SLI | Query | Status |
---|---|---|
Availability | min(up{job="ArgoCD Metrics"}) | Done |
Reconciliation Performance | sum(increase(argocd_app_reconcile_bucket{dest_server=\~"$Server", job="ArgoCD Metrics"}[10m])) by (le) | Needs Update to use Histogram |
Length of Work Queue | increase(workqueue_unfinished_work_seconds{}[10m]) | Done |
SLI Descriptions
- Availability: This tells us whether important ArgoCD pods are up.
- Reconciliation Performance: For ArgoCD, Reconciliation refers to making the state of the application match what is stored in git. This is usually done by managing Kubernetes objects. This SLI lets us see how much time our reconciliations are taking, and whether the system is performing in a degraded state/ needs to be scaled up.
- Length of Work Queue: This tells how many seconds of work are in progress but have not been observed by work_duration. Large values usually indicate stuck threads.
Usage Metrics
These metrics are being used to track usage of the ArgoCD instance
Usage Metric | Query | Status |
---|---|---|
Number of Managed Servers | count(count by (dest_server) (argocd_app_info{project=\~"$Project"})) | Done |
Number of Managed Apps | count((argocd_app_info{project=\~"$Project"})) | Done |
Number of Source Repos | count(count by (repo) (argocd_app_info{project=\~"$Project"})) | Done |
Rate of Change | To Be Implemented | Not Done |
Service Level Indicators for App Owners
These metrics are possible SLIs for the App Owners
SLI | Query | Status |
---|---|---|
App Sync Failures | ceil(increase(argocd_app_sync_total{dest_server=\~"\$Server", project=\~"$Project", phase=\~"Error|Failed"}[10m])) | Done |
Possible Service Level Indicators
These metrics are interesting to look at but their usefulness has not yet been determined.
Metric | Query | Possible Usage | Status |
---|---|---|---|
Percentage of Apps in Sync | sum(argocd_app_info{sync_status="Synced", dest_server=\~"\$Server", dest_namespace=\~"\$Namespace", project=\~"\$Project"})/sum(argocd_app_info{dest_server=\~"\$Server", dest_namespace=\~"\$Namespace", project=\~"\$Project"}) | App Owner SLI | Done |
Cumulative GRPC Success Rate | sum(grpc_server_handled_total{grpc_code="OK",job="ArgoCD Metrics"})/sum(grpc_server_handled_total{job="ArgoCD Metrics"}) | SRE SLI | Done |
Application Time Spent out of Sync | To be Implemented | App Owner SLI | Not Done |
App Reconciliation Work Duration | sum(increase(workqueue_work_duration_seconds_bucket{name="app_reconciliation_queue"}[10m])) by (le) | SRE SLI | Update to use Histogram |
App Operation Processing Work Duration | sum(increase(workqueue_work_duration_seconds_bucket{name="app_operation_processing_queue"}[10m])) be (le) | SRE SLI | Update to use Histogram |
Metric Descriptions
- Percentage of Apps in Sync: Having a large percentage of apps be out of sync for a long duration indicates that there are some issues going on. Since the issues can be caused by both app-owners and the SREs it doesn't make sense to have this as an SRE SLI.
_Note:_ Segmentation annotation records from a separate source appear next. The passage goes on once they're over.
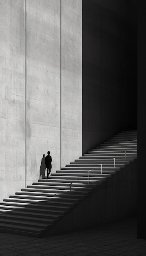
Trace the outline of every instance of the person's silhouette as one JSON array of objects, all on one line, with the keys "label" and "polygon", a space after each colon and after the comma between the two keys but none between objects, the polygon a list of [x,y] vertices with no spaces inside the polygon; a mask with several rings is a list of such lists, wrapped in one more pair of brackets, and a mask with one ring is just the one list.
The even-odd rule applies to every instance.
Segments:
[{"label": "person's silhouette", "polygon": [[46,164],[45,162],[45,154],[44,154],[43,157],[42,158],[41,163],[40,164],[40,179],[42,175],[42,179],[44,179],[45,177]]},{"label": "person's silhouette", "polygon": [[[46,164],[46,173],[47,174],[47,179],[48,179],[49,175],[51,173],[51,169],[52,168],[51,162],[52,161],[52,157],[50,155],[50,151],[47,152],[48,155],[46,155],[45,157],[45,162]],[[49,170],[49,172],[48,173]]]}]

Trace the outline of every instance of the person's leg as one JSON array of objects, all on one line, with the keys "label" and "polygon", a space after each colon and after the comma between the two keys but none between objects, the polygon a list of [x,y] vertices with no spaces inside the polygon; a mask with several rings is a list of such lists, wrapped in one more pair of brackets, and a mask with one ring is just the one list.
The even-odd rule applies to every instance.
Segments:
[{"label": "person's leg", "polygon": [[47,173],[47,179],[48,179],[48,177],[49,177],[48,171],[49,171],[49,168],[46,168],[46,173]]}]

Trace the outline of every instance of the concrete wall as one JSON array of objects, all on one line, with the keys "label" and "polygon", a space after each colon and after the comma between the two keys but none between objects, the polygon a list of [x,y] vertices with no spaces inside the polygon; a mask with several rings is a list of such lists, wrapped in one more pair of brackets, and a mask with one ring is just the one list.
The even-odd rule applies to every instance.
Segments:
[{"label": "concrete wall", "polygon": [[137,237],[146,239],[146,5],[144,0],[137,4]]},{"label": "concrete wall", "polygon": [[48,150],[53,172],[82,155],[82,10],[81,0],[0,5],[2,200],[38,180]]},{"label": "concrete wall", "polygon": [[54,225],[48,235],[98,227],[137,213],[137,160],[116,173]]},{"label": "concrete wall", "polygon": [[24,1],[0,2],[0,198],[24,186]]},{"label": "concrete wall", "polygon": [[135,0],[83,1],[83,153],[137,129],[136,10]]}]

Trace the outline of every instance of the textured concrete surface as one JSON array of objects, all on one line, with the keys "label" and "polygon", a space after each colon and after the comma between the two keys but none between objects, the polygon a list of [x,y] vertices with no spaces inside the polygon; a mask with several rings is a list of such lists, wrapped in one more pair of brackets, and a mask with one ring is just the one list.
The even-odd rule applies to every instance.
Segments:
[{"label": "textured concrete surface", "polygon": [[0,2],[0,198],[24,184],[24,2]]},{"label": "textured concrete surface", "polygon": [[61,1],[62,166],[82,154],[82,4]]},{"label": "textured concrete surface", "polygon": [[25,38],[24,0],[0,1],[0,200],[82,155],[82,2],[27,0]]},{"label": "textured concrete surface", "polygon": [[60,1],[27,2],[27,180],[49,150],[60,166]]}]

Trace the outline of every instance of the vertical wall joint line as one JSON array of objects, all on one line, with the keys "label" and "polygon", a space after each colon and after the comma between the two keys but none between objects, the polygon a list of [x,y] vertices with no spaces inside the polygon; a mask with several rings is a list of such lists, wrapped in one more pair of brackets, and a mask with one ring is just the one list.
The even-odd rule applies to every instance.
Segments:
[{"label": "vertical wall joint line", "polygon": [[24,186],[26,187],[27,177],[27,125],[26,125],[26,109],[27,109],[27,63],[26,63],[26,52],[27,52],[27,26],[26,26],[26,1],[24,0],[24,40],[25,40],[25,53],[24,53],[24,83],[25,83],[25,168],[24,168]]},{"label": "vertical wall joint line", "polygon": [[61,0],[60,0],[60,169],[61,168],[62,147],[62,80],[61,80]]},{"label": "vertical wall joint line", "polygon": [[100,143],[102,143],[102,0],[100,0]]}]

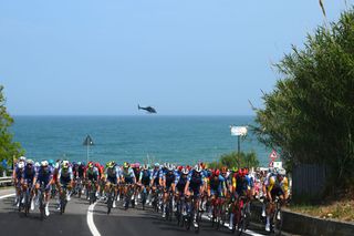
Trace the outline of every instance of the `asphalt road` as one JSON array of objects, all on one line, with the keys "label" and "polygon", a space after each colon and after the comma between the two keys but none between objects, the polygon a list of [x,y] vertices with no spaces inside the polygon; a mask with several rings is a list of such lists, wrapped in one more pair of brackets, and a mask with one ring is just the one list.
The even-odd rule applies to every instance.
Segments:
[{"label": "asphalt road", "polygon": [[[55,201],[50,203],[51,215],[44,220],[40,219],[39,211],[31,212],[28,217],[19,213],[13,206],[13,196],[8,196],[13,189],[0,191],[0,236],[2,235],[102,235],[102,236],[180,236],[196,235],[195,232],[187,232],[177,226],[176,222],[166,222],[159,214],[153,213],[149,208],[142,211],[137,208],[123,209],[118,202],[117,208],[114,208],[110,215],[106,214],[106,205],[98,202],[95,205],[88,205],[84,198],[79,199],[73,196],[66,206],[63,215],[54,208]],[[1,198],[7,195],[7,197]],[[92,211],[93,208],[93,211]],[[252,228],[251,228],[252,229]],[[262,235],[261,233],[248,232],[244,235]],[[211,223],[202,220],[199,235],[218,236],[231,235],[227,228],[216,230],[211,228]]]}]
- Cumulative GRPC Success Rate: Seeing a large drop in the success rate could indicate issues with the underlying system.
- Application Time Spent out of Sync: Similar to 1, this can have multiple causes so it is difficult to define an SRE SLI based on this.
- App Reconciliation Work Duration: This gives us a histogram of how much time (in seconds) it takes for ArgoCD to process items in the App Reconciliation queue.
- App Operation Processing Work Duration: This gives us a histogram of how much time (in seconds) it takes for ArgoCD to process items in the App Processing queue.